TED TALLEY: Making musical memories wherever the journey goes

In mid-December 1770, Ludwig van Beethoven was born in Bonn, Germany. It's 2020 now and celebration time. Orchestras around the world are commemorating 250th anniversary of the composer's birth.

I had hoped to join a special Beethoven festival tour to Bonn this August led by Northwest Arkansas Community College music professor Miles Fish, but family requires my presence in Texas, instead. Other than this one-time Germany trip, Fish makes annual 10-day summer pilgrimages to Tuscany, hosting groups in conjunction with NWACC's study-abroad partnership at the University of Siena. It was my distinct pleasure to be on that tour last June; My first visit to Europe was filled with memorable experiences great and small.

One experience was standing on the very spot in Florence's Piazza della Signoria where the original 1497 Bonfire of the Vanities fired up (opposed to the 1990 Tom Hanks-Melanie Griffith version). Another was departing Venice via water taxi. Reminiscent of noisy crew boat rides during my college summers working offshore, yet the destination was Marco Polo Airport, not Morgan City, La.
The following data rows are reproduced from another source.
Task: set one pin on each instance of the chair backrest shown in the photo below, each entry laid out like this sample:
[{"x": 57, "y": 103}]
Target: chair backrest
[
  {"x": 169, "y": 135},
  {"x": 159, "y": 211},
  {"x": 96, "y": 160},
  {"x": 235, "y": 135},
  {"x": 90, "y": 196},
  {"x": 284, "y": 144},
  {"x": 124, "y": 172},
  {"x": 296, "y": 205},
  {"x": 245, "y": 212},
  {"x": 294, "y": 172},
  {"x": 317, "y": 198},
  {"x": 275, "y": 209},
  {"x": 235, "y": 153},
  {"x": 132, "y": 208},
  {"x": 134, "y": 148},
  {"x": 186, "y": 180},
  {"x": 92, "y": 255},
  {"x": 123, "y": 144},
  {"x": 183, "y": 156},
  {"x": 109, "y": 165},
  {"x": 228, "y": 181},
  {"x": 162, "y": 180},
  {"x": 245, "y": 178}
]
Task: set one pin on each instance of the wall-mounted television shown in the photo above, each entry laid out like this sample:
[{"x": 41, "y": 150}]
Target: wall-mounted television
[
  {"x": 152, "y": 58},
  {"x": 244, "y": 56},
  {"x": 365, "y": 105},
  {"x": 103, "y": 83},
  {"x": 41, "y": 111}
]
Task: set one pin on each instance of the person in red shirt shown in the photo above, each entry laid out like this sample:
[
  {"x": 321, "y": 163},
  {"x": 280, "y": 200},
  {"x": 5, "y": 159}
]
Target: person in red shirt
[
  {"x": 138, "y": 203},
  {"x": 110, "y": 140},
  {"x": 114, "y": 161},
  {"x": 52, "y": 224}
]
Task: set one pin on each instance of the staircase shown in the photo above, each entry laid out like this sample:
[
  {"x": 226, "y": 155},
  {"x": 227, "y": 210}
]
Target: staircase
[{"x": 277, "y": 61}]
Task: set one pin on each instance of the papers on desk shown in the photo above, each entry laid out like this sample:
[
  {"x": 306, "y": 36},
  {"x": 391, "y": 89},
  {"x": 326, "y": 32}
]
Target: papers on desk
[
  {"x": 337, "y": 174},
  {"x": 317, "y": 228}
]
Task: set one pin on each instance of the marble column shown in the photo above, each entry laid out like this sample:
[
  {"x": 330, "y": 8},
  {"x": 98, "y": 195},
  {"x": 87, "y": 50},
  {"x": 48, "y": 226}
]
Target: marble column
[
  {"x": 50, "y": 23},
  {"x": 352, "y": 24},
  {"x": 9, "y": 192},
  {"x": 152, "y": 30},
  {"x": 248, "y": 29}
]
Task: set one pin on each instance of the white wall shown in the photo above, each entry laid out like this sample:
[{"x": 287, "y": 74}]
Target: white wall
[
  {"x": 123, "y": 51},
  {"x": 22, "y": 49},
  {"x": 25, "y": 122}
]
From ancient city to modern airport and dockside to ticket counters via the longest moving sidewalk I've every ridden, it was uniquely memorable.

The most striking event was attending the opera "Don Giovanni" at Teatro La Fenice. My box seat above the orchestra was so close I saw each pluck of the harpsichord strings. Ironically, this Venetian moment evoked memories of a similar event in North Texas.

In 2008, I sat front row center immediately above the conductor's podium in Fort Worth's Bass Performance Hall, there to see Elizabeth Futral, a Louisiana hometown friend, sing the lead in "Lucia di Lammermoor." As she performed the famous "mad" aria directly in front of me, I was so close I could read the score over the shoulder of the maestro (her husband, incidentally).

Since I wouldn't be joining the NWACC August trip, I decided to make Beethoven memories where I could: Bass Hall, the very place where I'd seen "Lucia." The Fort Worth Symphony Orchestra staged a double-header last Saturday night. First up was the famous and brilliant violinist Midori performing Beethoven's Violin Concerto (his only). Indeed, the helpful agent in the box office had been correct. My orchestra box chair, a dozen rows back, was eye level with Midori. The music, the musician and the orchestra melded into one beautiful work of art.

Next, and without intermission, was the centerpiece, the popular Fifth Symphony with its unmistakable, usually ponderous, four-note introduction. That opening passage, familiar to thousands who've never even darkened the door of a symphony hall, can be as clichéd and cartoonish as the shark-approach theme from "Jaws." But not so in Fort Worth. Music Director Miguel Harth-Bedoya dove in directly with a crisp, near-rapid introduction, as if to say "let's get those four notes done---there's so much more to interpret." Thus, I felt like I was hearing this symphony for the first time.

After a well-deserved standing ovation, everybody who's anybody in local society exited in formal wear destined for the Worthington Hotel a few blocks away. A gala celebrating Midori's visit and noting Harth-Bedoya's last season with the orchestra awaited. Of course, in Sam's Club slacks and a leather jacket, I was not a soiree invitee.

You've got to love Fort Worth; The city makes no attempt to hide its Texan cow-town roots compared to Big D 30 miles east. Among black ties and cummerbunds, a few men donned Stetsons before heading to the shindig. Don't expect that at the Meyerson Symphony Center in sometimes uppity Dallas.

When I returned to my nearby lodging, the Texana immersion continued. The historic hotel, now a Marriott Courtyard, was once part of Conrad Hilton's Texas-born chain. Fellow guests included noisy young cheerleaders attending a statewide competition (perhaps dreaming of being Dallas Cowboys cheerleaders someday). Others wore boots and jeans in the waning hours of the Fort Worth Stock Show and Rodeo. Shiny Ford King Ranch edition pickups awaited valets out front.

In April the Fort Worth orchestra will perform Beethoven's Ninth, the "Ode to Joy" choral symphony. I hope to attend since the work is on the Bonn tour agenda that I can't make. In Fort Worth, choirs from Texas Christian University, University of Texas-Arlington and my own alma mater, Baylor University, will congregate. Surely the Germany chorale will be spectacular, but I dare say no more so than talented Texans. Beethoven sung by college student horned frogs, broncos and bears? Well, sure. One makes memories where one can.